Today I took this picture:
Then, after removing the fish-eye attachment and attempting to replace the lens cap, it slipped out of my hand, bounced twice on the wooden deck and jumped over the guard rail into the water. I was quite upset at myself, but after realizing it hadn't sunk and the water was pretty still (thus it stayed in the same place) I ran to the nearest aquarium employee seeking aid. After being assured they'd send someone with a net, I went back to the scene of the accident to keep an eye on the helpless victim. I waited and waited and waited. It slowly moved under the boat, then came back out and just as it was about to disappear under the dock, a man with a net attached to a long pole came out and rescued my cheap, but irreplaceable, lens cap from the green, slimy depths of the Albuquerque Aquarium pond. I took the lens cap, and as I wiped it clean with the sleeve of my sweatshirt, I said with determination and sincerity, "Thank you!" He said, "You're welcome," and nothing else. I kinda laughed to fill the silence as I looked down at my feet and walked away. I felt like I needed to say more, but what? The gap of time I had to say something else was about 2 seconds, and it passed in silence. I've never been good at verbalizing things, whether it be gratitude, love, praise, sorrow, or anger (Though I sure do verbalize things when I'm angry, it just never sounds good.) Give me a piece of paper and pen and I have no problem saying exactly what I want. But out loud? On the spot? Nope. I feel bad though. I'm really grateful for that man, but he probably doesn't know it. I guess I should write the aquarium a note.

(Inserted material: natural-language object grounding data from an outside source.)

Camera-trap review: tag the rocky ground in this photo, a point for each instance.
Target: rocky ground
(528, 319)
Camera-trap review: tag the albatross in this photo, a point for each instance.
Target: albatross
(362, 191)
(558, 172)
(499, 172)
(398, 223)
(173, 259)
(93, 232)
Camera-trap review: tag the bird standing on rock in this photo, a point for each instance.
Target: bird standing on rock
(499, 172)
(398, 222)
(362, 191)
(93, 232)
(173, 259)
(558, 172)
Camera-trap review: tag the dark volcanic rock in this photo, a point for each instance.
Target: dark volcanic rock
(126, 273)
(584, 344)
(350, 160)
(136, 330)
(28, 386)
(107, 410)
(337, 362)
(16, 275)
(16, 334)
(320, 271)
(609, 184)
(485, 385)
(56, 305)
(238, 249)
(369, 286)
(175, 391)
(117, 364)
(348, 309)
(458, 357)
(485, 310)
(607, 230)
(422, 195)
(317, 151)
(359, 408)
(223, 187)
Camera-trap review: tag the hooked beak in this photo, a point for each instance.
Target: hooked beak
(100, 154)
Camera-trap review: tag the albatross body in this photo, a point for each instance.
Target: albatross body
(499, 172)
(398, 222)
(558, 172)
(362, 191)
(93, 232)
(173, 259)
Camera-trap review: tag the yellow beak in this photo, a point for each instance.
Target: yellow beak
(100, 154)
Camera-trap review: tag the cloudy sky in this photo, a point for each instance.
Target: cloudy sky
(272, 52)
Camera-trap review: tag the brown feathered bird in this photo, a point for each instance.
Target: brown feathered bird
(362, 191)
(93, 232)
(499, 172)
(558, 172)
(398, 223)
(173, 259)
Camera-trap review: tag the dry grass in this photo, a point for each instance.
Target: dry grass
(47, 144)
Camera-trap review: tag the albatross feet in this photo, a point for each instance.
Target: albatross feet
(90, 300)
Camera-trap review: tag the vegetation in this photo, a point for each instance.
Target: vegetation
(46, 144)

I bought a song from a movie soundtrack online today. As I listened to it I thought, "This is a good Christmas-time song. I'll have to remember to play it when it's Christmas soon." But in an instant my mental calendar flashed in front of me and I realized Christmas was over. What happened? I feel like I missed it. But I was there. I saw the tree, heard the carolers, ate the cookies, smelled the peppermint, felt the wrapping paper. But some how I still missed it. Or maybe there just wasn't enough of it. School crowds into it on both sides-- finals on one side, new classes on the other. I think that's bogus. There is a severe need for more Christmas. Or maybe less school. Or both. Yeah. Both.
If you're ever looking for a way to make the aquarium more exciting, just take some cold medicine before you go. Holy wow, I felt like I was in the fish tanks and the kids were tapping on the glass and there was a strobe light going off. The jelly fish area was especially hallucinatory.
The fact that I was drowning in my own fluids also helped the overall experience.